He streamed down the Nile for three weeks out of his one month stay in Egypt. Starting with Alexandria, the traveler praises the city left to us by Alexander the great, as well as a few remains such as Pompei’s pillar.
The literary pride of the Middle East, and less arguably, Egypt, Naguib Mahfouz’s fondness for Islamic and ancient Egyptian cultures were palpable in his written work. He himself acknowledge the profound effect the cultures had on him and on his writing in his Nobel Prize speech.
“This is a long history and there is not one of you who is not acquainted with the prophet-king Akhenaton. I will not even speak of this civilization’s achievements in art and literature, and its renowned miracles: the Pyramids and the Sphinx and Karnak. For he who has not had the chance to see these monuments has read about them and pondered over their forms,” his speech reads.
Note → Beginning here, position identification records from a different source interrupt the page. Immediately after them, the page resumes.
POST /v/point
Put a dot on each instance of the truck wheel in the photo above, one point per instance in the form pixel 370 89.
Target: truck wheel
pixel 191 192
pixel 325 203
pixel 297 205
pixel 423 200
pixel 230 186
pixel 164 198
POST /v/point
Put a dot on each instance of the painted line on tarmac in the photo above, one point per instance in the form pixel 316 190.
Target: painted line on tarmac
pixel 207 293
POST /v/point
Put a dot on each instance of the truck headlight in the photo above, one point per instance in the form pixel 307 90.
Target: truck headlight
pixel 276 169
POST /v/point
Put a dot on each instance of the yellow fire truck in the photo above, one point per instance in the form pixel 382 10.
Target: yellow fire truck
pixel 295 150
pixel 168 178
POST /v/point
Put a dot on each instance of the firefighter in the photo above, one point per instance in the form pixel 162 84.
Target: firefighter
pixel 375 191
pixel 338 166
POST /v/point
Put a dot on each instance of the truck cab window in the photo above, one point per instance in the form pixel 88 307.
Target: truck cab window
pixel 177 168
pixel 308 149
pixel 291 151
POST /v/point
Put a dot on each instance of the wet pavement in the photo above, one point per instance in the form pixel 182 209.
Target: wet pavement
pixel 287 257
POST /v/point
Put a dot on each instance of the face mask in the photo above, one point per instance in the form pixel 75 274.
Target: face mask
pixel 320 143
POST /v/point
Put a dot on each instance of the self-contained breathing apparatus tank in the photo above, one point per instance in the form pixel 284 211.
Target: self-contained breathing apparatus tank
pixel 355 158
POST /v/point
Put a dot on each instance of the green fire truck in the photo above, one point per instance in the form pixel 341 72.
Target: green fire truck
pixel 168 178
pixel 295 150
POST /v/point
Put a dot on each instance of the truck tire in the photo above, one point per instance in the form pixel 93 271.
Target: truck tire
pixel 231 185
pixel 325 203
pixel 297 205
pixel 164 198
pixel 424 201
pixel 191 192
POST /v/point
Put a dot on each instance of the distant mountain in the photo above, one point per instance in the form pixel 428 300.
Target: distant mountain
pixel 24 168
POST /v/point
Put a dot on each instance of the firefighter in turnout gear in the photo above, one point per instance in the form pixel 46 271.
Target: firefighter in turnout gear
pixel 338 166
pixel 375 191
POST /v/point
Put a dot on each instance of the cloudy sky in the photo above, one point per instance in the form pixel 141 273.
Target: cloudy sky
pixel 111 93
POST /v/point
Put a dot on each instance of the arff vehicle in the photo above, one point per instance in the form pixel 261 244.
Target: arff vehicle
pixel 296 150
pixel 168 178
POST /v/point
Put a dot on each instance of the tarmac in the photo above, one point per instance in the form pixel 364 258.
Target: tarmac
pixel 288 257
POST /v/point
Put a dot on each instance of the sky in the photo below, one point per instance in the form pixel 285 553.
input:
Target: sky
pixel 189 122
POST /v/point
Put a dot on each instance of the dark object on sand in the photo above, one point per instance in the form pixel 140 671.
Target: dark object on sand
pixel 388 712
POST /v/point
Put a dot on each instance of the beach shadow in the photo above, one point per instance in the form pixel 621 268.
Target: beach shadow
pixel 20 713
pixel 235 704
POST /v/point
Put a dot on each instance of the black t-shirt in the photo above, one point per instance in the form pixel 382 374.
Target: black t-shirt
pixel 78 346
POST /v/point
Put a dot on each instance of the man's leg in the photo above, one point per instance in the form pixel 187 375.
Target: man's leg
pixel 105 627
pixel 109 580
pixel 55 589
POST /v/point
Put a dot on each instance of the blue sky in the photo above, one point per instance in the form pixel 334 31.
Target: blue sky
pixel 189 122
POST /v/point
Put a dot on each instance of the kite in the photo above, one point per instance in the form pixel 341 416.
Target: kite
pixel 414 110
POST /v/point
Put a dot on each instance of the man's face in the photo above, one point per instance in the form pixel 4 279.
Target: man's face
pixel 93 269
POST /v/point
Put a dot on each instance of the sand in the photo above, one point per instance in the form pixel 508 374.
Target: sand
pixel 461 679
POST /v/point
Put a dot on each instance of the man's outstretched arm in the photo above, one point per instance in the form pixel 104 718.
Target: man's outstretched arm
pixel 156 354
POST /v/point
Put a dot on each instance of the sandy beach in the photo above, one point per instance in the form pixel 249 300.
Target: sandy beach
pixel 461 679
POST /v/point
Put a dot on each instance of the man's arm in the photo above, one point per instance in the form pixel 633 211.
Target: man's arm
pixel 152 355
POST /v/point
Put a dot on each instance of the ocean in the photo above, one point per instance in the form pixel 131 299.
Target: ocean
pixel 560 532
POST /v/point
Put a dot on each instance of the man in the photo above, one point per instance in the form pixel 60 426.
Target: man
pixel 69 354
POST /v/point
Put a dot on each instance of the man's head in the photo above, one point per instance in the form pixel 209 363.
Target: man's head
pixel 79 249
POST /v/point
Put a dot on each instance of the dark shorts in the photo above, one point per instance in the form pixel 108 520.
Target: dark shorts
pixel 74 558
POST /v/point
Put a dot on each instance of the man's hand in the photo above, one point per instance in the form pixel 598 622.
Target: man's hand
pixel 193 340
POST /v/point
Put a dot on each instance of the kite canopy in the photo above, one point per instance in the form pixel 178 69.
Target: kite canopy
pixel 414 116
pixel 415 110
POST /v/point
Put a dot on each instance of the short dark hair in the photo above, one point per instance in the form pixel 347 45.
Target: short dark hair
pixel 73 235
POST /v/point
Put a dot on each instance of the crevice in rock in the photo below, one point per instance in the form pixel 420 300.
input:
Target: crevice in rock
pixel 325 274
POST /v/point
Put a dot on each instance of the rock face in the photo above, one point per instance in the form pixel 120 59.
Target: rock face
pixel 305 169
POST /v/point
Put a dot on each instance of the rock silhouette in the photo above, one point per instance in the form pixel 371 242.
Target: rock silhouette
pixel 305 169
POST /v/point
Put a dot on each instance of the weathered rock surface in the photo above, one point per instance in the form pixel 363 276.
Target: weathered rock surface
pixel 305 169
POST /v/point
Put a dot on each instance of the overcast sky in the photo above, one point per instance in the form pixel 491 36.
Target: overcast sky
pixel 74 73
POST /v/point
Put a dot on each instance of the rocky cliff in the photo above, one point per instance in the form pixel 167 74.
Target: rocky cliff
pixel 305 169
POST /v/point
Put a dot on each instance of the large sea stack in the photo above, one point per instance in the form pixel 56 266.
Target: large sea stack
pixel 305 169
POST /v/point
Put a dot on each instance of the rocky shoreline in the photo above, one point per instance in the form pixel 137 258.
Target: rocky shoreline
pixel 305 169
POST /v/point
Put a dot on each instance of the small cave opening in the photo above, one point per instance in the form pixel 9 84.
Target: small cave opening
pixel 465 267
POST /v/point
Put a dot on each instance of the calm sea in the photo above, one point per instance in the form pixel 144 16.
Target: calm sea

The talented written wrote a number of novels and short stories taking place in ancient Egypt, namely ‘Rhadopis of Nubia’, ‘The Struggle of Thebes’, ‘Akhenaten, Dweller in Truth’ and ‘Voices from the Other World: Ancient Egyptian Tales’.
Controversial social reformer, nurse and writer, Florence Nightingale documented her travels to Greece and Egypt in her diaries where the writings proved to be a great testimony to her writing and spirituality.
In 1850, she sailed up the Nile as far as Abu Simbel which she described as “Sublime in the highest style of intellectual beauty, intellect without effort, without suffering … not a feature is correct—but the whole effect is more expressive of spiritual grandeur than anything I could have imagined. It makes the impression upon one that thousands of voices do, uniting in one unanimous simultaneous feeling of enthusiasm or emotion, which is said to overcome the strongest man.”
In Thebes, the ancient Egyptian capital located today at modern day Luxor, the pioneering figure also recorded a ‘call for God’ among many in her life.
The writer, whose focus also included women empowerment, was an enthusiast of ancient Egyptian philosophy and hermeticism which she captured in her diary and travel logs.
Her work ‘Letters from Egypt : a journey on the Nile, 1849-1850’ was published posthumously.
GERARD DE NERVAL
Tragic French writer and poet, known for his sensual romanticism within the French literary circles of the 19th century, Nerval’s work also took on a travel writing angle.
Following a breakdown, he set out to travel, like his peers and as per the fashionable conventions of the time, through southern Europe and into the Near East where he made way to Egypt.
The writer explored Alexandria and Cairo in particular; his travel accounts were published in series of articles that were gathered and published in ‘Voyage en Orient’ in 1851.
One of his most interesting works is undoubtedly ‘The Women Of Cairo’ where he describes his understanding of life for Egyptian women through anecdotes and stories.
Hailed for writing one of the most intriguing ‘travelogue’ works of the 20th century, French playwright and author Jean Cocteau published his 1949 Egyptian odyssey in a journal called “Maalesh”.
He had travelled before to the country at the end of the 1930s, before returning to it once more in the forties as part of a theatrical tour in the Middle East (solely in Egypt and Turkey).
Doused with slight orientalism as others are guilty of, Cocteau’s writings, largely autobiographical in nature, capture middle eastern life and the countries most scenic sites in the Delta as well as his encounters with various figures, including Egyptian writer Taha Hussein.
He describes the country’s deserts, Alexandria and the Giza plateau, infusing prose and sensuality to his description of the Sphinx.